Yogyakarta (KABARIN) - Dosen dan pemerhati satwa liar Fakultas Biologi Universitas Gadjah Mada (UGM) Donan Satria Yudha mengingatkan bahwa kepunahan elang jawa bisa berdampak serius bagi keseimbangan ekosistem hutan di Pulau Jawa. Dampaknya bukan cuma soal hilangnya satu spesies, tapi bisa memicu efek berantai mulai dari ledakan populasi mangsa hingga terganggunya regenerasi tumbuhan.
“Jika elang jawa punah maka bajing dan jelarang populasinya akan meledak dan menjadi banyak karena tidak dikontrol oleh pemangsanya,” ujar Donan dalam keterangannya di Yogyakarta, Selasa.
Berdasarkan data Direktorat Jenderal Konservasi Sumber Daya Alam dan Ekosistem (KSDAE), populasi elang jawa (Nisaetus bartelsi) saat ini diperkirakan tinggal sekitar 511 pasang atau kurang lebih 1.000 ekor. Mereka tersebar di 74 kawasan hutan yang masih tersisa di Pulau Jawa.
Donan menjelaskan, elang jawa merupakan predator puncak yang punya peran penting dalam menjaga keseimbangan populasi satwa lain di habitatnya. Hilangnya elang jawa, kata dia, bisa mengubah struktur komunitas satwa sekaligus menurunkan kesehatan ekosistem hutan secara keseluruhan.
“Ketika populasi bajing dan jelarang terlalu banyak maka tumbuhan berbuah dan berbiji di hutan akan cepat habis sebelum regenerasi tumbuhan muncul,” katanya.
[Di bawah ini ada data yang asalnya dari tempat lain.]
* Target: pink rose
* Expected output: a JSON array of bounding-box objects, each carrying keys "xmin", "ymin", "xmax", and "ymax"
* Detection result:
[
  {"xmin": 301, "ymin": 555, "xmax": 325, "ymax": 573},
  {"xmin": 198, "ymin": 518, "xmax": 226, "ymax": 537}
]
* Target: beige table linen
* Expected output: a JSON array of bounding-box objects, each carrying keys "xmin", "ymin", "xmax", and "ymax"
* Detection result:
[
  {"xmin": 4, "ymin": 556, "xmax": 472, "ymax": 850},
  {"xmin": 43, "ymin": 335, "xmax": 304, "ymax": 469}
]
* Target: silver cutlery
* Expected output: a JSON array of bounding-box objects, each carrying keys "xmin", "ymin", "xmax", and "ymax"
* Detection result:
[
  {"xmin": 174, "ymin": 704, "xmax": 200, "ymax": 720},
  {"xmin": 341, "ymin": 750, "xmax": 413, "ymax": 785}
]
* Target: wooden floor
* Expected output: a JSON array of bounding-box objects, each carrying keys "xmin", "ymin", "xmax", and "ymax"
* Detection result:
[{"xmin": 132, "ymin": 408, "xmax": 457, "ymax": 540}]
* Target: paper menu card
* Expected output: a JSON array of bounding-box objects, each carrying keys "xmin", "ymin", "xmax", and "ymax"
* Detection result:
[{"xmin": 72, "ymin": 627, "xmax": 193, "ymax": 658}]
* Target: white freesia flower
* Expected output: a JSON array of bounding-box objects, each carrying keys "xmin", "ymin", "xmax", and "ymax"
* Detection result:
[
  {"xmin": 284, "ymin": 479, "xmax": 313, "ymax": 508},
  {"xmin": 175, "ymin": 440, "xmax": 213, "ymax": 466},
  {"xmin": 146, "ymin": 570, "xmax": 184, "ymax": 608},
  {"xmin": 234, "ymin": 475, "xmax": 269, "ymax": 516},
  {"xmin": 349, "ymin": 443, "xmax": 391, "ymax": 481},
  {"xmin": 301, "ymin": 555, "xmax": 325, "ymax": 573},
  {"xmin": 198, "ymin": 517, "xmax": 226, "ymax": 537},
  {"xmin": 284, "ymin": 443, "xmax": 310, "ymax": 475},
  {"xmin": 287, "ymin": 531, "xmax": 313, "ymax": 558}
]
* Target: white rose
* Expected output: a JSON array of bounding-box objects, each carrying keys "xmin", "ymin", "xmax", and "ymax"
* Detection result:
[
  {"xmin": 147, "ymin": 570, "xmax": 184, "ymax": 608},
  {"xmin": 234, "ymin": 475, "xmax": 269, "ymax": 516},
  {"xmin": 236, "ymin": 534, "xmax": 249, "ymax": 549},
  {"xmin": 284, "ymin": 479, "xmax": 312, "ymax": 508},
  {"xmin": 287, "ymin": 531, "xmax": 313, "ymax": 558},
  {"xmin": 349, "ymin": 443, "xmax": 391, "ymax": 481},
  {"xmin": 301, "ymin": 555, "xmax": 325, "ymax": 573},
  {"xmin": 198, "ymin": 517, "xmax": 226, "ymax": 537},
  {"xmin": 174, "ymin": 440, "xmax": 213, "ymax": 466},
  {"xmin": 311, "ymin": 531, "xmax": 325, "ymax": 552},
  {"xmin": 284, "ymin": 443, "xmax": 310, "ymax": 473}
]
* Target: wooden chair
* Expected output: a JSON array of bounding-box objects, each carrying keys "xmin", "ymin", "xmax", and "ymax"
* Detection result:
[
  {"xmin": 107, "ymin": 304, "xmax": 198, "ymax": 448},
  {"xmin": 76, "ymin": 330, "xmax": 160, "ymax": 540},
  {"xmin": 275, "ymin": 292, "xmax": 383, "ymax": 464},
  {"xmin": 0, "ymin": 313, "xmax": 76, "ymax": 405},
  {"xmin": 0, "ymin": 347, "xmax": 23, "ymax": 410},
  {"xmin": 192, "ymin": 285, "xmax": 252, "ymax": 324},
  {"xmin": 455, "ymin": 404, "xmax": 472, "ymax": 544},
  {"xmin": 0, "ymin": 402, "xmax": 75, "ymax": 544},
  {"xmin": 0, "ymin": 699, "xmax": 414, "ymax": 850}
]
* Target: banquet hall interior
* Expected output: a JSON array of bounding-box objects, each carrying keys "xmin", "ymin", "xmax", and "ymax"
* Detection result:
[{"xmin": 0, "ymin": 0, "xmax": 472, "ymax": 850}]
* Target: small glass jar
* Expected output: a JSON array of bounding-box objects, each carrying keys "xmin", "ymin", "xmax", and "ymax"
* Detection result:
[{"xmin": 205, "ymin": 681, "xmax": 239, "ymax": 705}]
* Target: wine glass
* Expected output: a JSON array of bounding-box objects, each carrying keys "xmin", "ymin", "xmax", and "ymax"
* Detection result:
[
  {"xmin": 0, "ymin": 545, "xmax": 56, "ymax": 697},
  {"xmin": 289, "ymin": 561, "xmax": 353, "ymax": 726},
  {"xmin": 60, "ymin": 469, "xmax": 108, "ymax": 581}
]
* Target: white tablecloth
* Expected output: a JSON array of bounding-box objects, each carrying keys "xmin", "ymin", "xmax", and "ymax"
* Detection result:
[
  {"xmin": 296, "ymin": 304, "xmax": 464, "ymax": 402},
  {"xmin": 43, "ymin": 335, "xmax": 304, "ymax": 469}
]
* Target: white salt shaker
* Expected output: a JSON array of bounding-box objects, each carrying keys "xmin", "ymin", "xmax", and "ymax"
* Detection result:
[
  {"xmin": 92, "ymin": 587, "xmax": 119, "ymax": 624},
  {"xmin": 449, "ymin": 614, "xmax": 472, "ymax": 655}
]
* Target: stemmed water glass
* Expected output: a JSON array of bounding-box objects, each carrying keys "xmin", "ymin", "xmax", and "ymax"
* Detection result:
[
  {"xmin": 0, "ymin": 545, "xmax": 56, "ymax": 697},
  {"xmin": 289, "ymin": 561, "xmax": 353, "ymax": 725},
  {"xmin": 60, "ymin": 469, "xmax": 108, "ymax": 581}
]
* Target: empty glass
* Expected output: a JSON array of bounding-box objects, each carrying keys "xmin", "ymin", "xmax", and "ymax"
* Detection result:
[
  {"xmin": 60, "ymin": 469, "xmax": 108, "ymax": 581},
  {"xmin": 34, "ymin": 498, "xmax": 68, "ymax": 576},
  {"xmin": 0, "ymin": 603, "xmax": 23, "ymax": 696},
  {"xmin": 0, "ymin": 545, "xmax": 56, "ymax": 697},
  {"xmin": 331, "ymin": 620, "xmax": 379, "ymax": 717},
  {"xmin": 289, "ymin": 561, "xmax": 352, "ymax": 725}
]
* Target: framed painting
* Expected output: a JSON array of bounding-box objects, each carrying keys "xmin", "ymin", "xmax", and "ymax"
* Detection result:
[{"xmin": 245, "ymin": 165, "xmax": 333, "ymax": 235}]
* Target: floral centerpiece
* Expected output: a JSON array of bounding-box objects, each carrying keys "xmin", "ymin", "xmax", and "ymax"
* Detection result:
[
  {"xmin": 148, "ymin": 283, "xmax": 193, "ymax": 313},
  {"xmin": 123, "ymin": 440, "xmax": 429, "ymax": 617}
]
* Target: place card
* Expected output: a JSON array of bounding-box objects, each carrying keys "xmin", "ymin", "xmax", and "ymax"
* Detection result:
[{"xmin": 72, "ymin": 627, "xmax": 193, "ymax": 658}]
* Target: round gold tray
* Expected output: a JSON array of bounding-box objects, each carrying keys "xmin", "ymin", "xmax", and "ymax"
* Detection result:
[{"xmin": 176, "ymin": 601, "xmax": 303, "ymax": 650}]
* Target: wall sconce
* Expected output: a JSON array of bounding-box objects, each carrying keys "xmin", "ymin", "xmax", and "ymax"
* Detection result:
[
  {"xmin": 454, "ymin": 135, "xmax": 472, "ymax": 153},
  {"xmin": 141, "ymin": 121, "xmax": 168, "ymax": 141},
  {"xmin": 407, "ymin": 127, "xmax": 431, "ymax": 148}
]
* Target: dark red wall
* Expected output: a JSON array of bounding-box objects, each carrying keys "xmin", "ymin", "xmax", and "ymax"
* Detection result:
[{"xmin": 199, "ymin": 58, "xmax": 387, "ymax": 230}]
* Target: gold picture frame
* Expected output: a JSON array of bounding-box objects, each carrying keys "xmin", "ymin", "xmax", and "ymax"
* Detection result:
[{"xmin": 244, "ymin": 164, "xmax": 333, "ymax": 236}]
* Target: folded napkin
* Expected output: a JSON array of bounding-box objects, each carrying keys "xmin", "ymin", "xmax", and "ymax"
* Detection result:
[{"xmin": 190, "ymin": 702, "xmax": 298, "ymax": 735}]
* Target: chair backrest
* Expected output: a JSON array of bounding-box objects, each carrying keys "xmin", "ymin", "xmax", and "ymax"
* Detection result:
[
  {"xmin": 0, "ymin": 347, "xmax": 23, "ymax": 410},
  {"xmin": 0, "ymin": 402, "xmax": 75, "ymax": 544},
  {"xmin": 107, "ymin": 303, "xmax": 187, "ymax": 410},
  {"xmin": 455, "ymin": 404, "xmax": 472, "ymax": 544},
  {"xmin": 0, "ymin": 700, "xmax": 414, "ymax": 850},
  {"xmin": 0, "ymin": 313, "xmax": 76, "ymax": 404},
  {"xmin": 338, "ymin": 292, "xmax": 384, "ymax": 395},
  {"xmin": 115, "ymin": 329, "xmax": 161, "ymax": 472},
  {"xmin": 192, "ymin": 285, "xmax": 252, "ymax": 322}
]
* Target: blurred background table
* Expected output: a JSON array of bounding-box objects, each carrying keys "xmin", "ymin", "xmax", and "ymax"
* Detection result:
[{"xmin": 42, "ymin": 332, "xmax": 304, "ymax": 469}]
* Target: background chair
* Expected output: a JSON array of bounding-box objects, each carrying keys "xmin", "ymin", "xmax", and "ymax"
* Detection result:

Tekanan terhadap tumbuhan hutan akibat melonjaknya populasi mangsa juga berpotensi memunculkan masalah baru. Salah satunya adalah persaingan antar-satwa yang sama-sama bergantung pada sumber pakan yang terbatas.
“Selain tekanan terhadap tumbuhan hutan, over populasi bajing dan jelarang dapat menyebabkan kompetisi dengan hewan pemakan buah dan biji lain seperti burung,” ujar Donan.
Menurutnya, keterbatasan daya dukung hutan membuat keseimbangan populasi menjadi kunci utama agar ekosistem tetap sehat. Keberadaan elang jawa di suatu habitat berfungsi sebagai pengendali alami yang memengaruhi struktur komunitas satwa di wilayah tersebut.
“Ketika ada elang jawa, maka ekosistem terjaga dan sehat, karena hewan lain seperti tikus, tupai, monyet, musang, kadal, ular terjaga atau terkontrol populasinya,” ucapnya.
Donan juga menyoroti peran manusia dalam menyempitnya ruang hidup elang jawa. Aktivitas manusia dinilai semakin menekan keberadaan satwa endemik Pulau Jawa tersebut.
“Semua makhluk hidup termasuk elang jawa adalah ciptaan Tuhan dan mereka berhak untuk tinggal di Bumi-Nya. Kita wajib berbagi lahan dengan hewan dan tumbuhan,” katanya.
Ia menegaskan, upaya penyelamatan elang jawa tidak bisa dilepaskan dari perlindungan habitatnya. Kawasan bersarang, wilayah jelajah, hingga area berburu elang jawa perlu mendapat perlindungan yang kuat dari pemerintah.
“Ketika kita menyelamatkan elang jawa, maka hewan maupun tumbuhan lain di dalam area konservasi juga otomatis terlindungi,” demikian Donan Satria.